Misty Buchanan lives nearby the mosque. She complained that the addition would be too close to her back yard. The building does not match the single family neighborhood, she said.

“Nobody is directly across the alley from a building this size,” she said of making comparisons to residents near church properties. The existing 1990 building blends in with the neighborhood, she said.

“If they need to expand, they need to find property that is available to expand on,” Buchanan said. “This is too big …Can we have a little consideration here for the homeowners?”

Linda Newsome said the Muslim Call to Worship would disrupt the neighborhood three times a day from 3-5 minutes a session. The calls would increase during Ramadan, she said.

“There are many cities across America fighting these calls to worship at their local mosques,” Newsome said. Shadid promised there would be no calls of worship as part of the special use permit.

Attorney Walter Jenny said parking, traffic safety and incompatibility with the neighborhood as reasons to deny the addition’s site plan.

Wayne Street is a narrow road with parking currently on both sides, he said. The proposal has traffic going into the parking lot from University and exiting on Wayne, Jenny added.

Parking on Wayne is already an issue for Real Estate Broker Mariana Lloyd, who owns property one block west of the mosque.

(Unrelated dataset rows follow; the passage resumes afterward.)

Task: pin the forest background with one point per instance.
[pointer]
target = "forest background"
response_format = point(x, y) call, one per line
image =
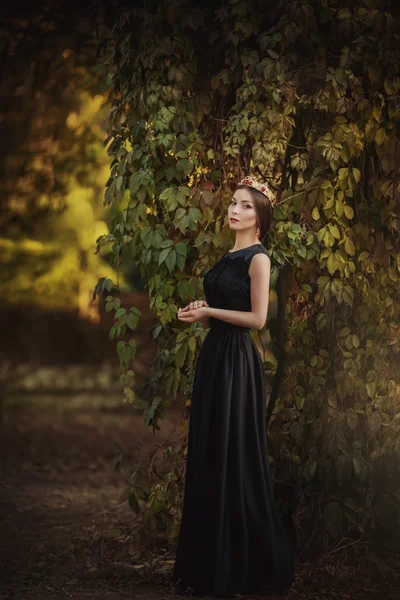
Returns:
point(126, 129)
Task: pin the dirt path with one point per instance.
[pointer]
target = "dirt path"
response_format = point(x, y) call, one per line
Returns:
point(64, 535)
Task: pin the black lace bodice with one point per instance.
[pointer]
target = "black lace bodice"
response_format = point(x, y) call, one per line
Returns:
point(227, 284)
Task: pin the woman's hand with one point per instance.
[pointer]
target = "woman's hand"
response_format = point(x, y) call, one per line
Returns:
point(195, 311)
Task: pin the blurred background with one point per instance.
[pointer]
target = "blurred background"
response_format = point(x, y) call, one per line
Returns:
point(65, 429)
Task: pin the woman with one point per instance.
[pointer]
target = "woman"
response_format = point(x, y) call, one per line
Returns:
point(231, 539)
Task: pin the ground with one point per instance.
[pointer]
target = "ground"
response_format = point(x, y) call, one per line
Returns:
point(64, 534)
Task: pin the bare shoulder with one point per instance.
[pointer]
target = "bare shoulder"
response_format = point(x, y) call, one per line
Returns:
point(259, 263)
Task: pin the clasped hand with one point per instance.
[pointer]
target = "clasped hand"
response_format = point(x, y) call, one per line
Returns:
point(195, 311)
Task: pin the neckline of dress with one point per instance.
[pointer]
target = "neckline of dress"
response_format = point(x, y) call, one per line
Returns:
point(252, 246)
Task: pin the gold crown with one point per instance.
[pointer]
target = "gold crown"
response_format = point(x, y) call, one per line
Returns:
point(261, 187)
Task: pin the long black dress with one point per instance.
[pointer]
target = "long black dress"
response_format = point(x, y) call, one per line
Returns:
point(231, 539)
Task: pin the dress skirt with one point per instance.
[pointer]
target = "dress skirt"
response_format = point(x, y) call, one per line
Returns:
point(231, 539)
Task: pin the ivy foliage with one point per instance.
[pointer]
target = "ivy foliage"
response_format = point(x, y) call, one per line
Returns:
point(306, 95)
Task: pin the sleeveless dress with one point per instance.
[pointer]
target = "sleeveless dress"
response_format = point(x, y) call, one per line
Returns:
point(231, 539)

“At any given time of the day, you cannot get up and down Wayne,” Lloyd said. The street imposes a safety hazard for motorists and pedestrians, she said.

“Not a week ago, they were redoing the roads on Wayne,” she said. “…I had to have one of the city workers back me out onto University in order to get to my building. This is a serious situation. And, we’ve got a bigger problem here than adding another 8,000 square feet on that corner.”

It’s not unusual for a church or business to outgrow their space, said Nick Massey, city councilman.

I think I agree with a lot of the points about parking and the size of the building,” Massey said. “We’re trying to shoe-horn an 8,000-square-foot building into an area that barely justifies the size that it is right now.”